Whiteboard wins

The other day we ordered a large whiteboard for our office.  The board arrived some time later, complete with a bunch of whiteboard markers and whiteboard eraser.  Gladly we put it up and started writing our plan for the world domination.

A few moments later, when we tried to do some corrections, we realized that we can’t really eraze much from the whiteboard. Hmmm.

Marker theory check.  Are all of them marked as “whiteboard markers”?  Yes.

Marker practice check.  We tried to write something with each one of them and then tried to delete it.  Only greek could have been erased easily.  Turned out that four markers (black, blue, red, and green) were from a total of three different brands.  Red and blue were from the same maker.

Because we were rather pressed on time, we covered the whole whiteboard with green text and diagrams.  Then we called the bookshop and asked to bring us more markers of the same brand with green.  People in the bookshop were rather puzzled by the request, but confirmed that we will receive more markers the next day.

The guy that brought the markers tested them on the board and saw that they could have been easily erased.  Then he tried the other ones and saw that it was almost impossible to eraze them.  Then he asked for a knife.

It was our turn to feel puzzled and confused, but we found a knife for him.

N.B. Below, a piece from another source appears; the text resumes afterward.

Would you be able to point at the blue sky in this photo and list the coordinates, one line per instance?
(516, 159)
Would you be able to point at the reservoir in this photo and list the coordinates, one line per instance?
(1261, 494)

… five seconds later, it was our turn to feel really stupid.  Apparently, the whiteboard was covered with transparent plastic film to protect its surface.  It was absolutely invisible and looked and felt exactly like the whiteboard surface itself.  Once the film was peeled off, the new shiny surface of the whiteboard was revealed.   And, of course, all whiteboard markers – old and new – could be used normally.  We tested them all and we could eraze everything easily.  The magic moment!

I would like to take this opportunity and thank the guy from the bookshop, who solved a big problem of ours, and … didn’t laugh in our face, like many would do in a similar situation (tech support stories anyone?).  As a matter of fact, he didn’t even smile.  I bet he had a blast once he left our offices, but that doesn’t matter, because it was, indeed, funny.

5 thoughts on “Whiteboard wins”

  1. Respect to the guy.

    Do(did?) you actually laugh then users ask you about anything stupid? Me, personally, never. Maybe aftewards between some IT friends – It becomes funny only in this kind of society.

  2. Tiamat,

    I try my best not to, but sometimes I can’t help it. In turn though, I don’t mind very much when someone laughs at me. We are all humans and we all do silly things once in a while. :)

  3. Ha ha ha reminds me of the classic often forwarded email… could google to find it…

    This is a real story that happened between the customer of General Motors and its Customer-Care Executive. Please read on. The Pontiac Division of General Motors received a complaint:

    ‘This is the second time I have written to you, and I don’t blame you for not answering me, because I sounded crazy, but it is a fact that we have a tradition in our family of Ice-Cream for dessert after dinner each night, but the kind of ice cream varies so, every night, after we’ve eaten, the whole family votes on which kind of ice cream we should have and I drive down to the store to get it. It’s also a fact that I recently purchased a new Pontiac and since then my trips to the store have created a problem.

    You see, every time I buy a vanilla ice cream, when I start back from the store my car won’t start. If I get any other kind of ice cream, the car starts just fine. I want you to know I’m serious about this question, no matter how silly it sounds “What is there about a Pontiac that makes it not start when I get vanilla ice cream, and easy to start whenever I get any other kind?” The Pontiac President was understandably skeptical about the letter, but sent an Engineer to check it out anyway.

    The latter was surprised to be greeted by a successful, obviously well educated man in a fine neighborhood. He had arranged to meet the man just after dinner time, so the two hopped into the car and drove to the ice cream store. It was vanilla ice cream that night and, sure enough, after they came back to the car, it wouldn’t start.

    The Engineer returned for three more nights. The first night, they got chocolate. The car started. The second night, he got strawberry. The car started. The third night he ordered vanilla. The car failed to start.

    Now the engineer, being a logical man, refused to believe that this man’s car was allergic to vanilla ice cream. He arranged, therefore, to continue his visits for as long as it took to solve the problem. And toward this end he began to take notes: He jotted down all sorts of data: time of day, type of gas uses, time to drive back and forth etc.

    In a short time, he had a clue: the man took less time to buy vanilla than any other flavor. Why? The answer was in the layout of the store. Vanilla, being the most popular flavor, was in a separate case at the front of the store for quick pickup. All the other flavors were kept in the back of the store at a different counter where it took considerably longer to check out the flavor.

    Now, the question for the Engineer was why the car wouldn’t start when it took less time. Eureka – Time was now the problem – not the vanilla ice cream!!!! The engineer quickly came up with the answer: “vapor lock”.

    It was happening every night; but the extra time taken to get the other flavors allowed the engine to cool down sufficiently to start. When the man got vanilla, the engine was still too hot for the vapor lock to dissipate.

    Even crazy looking problems are sometimes real and all problems seem to be simple only when we find the solution, with cool thinking.